Health Ministry summons top Assuta officials over IVF baby mix-ups
Ministry mulls closing hospital’s in vitro fertilization clinic after latest case, sets up team to examine changes to broader IVF system in country
The Health Ministry summoned senior officials at the Assuta Medical Center for a hearing Monday, saying that following a series of mix-ups, it is considering shuttering the in vitro fertilization (IVF) department at the hospital’s branch in Tel Aviv.
The development came several days after it was revealed that testing had found that a child born through in vitro fertility treatment in 2018 may not be genetically linked to his father.
The Health Ministry said the summons was also prompted by an incident in which 13 fertilized eggs dried up. The ministry said neither incident was reported to authorities in a timely manner.
“These events and their close proximity, as well as the fact that they weren’t reported to the Health Ministry, raise concerns of harm to public health,” the ministry said in a statement. “Therefore, the option of ordering the full or partial closure of the department is being considered.”
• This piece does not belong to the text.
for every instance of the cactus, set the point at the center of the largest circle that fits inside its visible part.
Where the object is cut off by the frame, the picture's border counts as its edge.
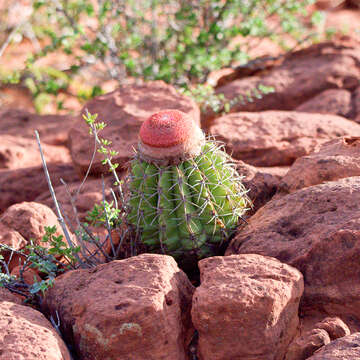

The ministry said it had also appointed a committee to examine the series of incidents and the circumstances that led to the errors, as well as the hospital department’s general rules and practices.
The hearing will be held on Wednesday, the Kan public broadcaster reported.
News of the possible mix-up in the Tel Aviv branch came after, last September, a woman discovered that an embryo of hers had been mixed up at the hospital’s Rishon Lezion branch. She and her husband waged a months-long legal battle to keep the baby, whom she birthed in October but was genetically unrelated to.
The Health Ministry also announced it was mulling changes to broader IVF procedures across the country. Ministry Director-General Moshe Bar Siman-Tov appointed a team to examine IVF services and “formulate the necessary policy measures,” it said.
It noted that the decision to establish a team to examine the issue followed discussions and processes that began “even before the recent extraordinary cases that occurred in the two IVF units at the Assuta medical centers.”
The ministry is examining IVF treatments at private clinics with a view to transferring their activities to public medical centers instead, it said.
It added that in recent years there has been a sharp increase in IVF treatments at private medical institutes, raising the need “to increase and ensure the mechanisms required to maintain the quality and safety of treatment in this system.”
The ministry said it reached out Monday to private IVF unit managers to examine transferring activities to public units “as soon as possible.” Managers were asked whether, in the short term, they would be able to handle the number of IVF treatments they are facing, it said.
An attorney for the parents who recently found out they may not be genetically related to their child told Walla on Monday that “even before the incident was published in the media, Assuta consulted with a lawyer, so they knew there was a serious problem here and their failure to report it was even more serious.”
Assuta rejected the claims as unfounded.
“There was no decision to not report to the Ministry of Health, and the lawyer’s claims of hushing it up are unfounded and defamatory,” it said in a statement.
The hospital admitted that “in hindsight, Assuta regrets that it did not involve the Health Ministry at the initial speculation stage.”
“Assuta intends to act transparently and in full cooperation with the professionals in the Health Ministry to uncover the truth,” it said.
Last Thursday, the ministry said it was informed of the recent suspected case from a third party, not from Assuta, and was investigating.
The ministry said that the parents and their children underwent medical testing overseas when they were told of the potential mismatch with the father’s DNA.
After the story broke, the hospital said it had received the inquiry from the parents on the issue earlier in the week, but added that the couple did not want to carry out genetic testing to confirm the mix-up. Assuta noted that the genetic test conducted by the parents is not valid in Israel and that it will only cooperate with court-ordered tests, as is the law.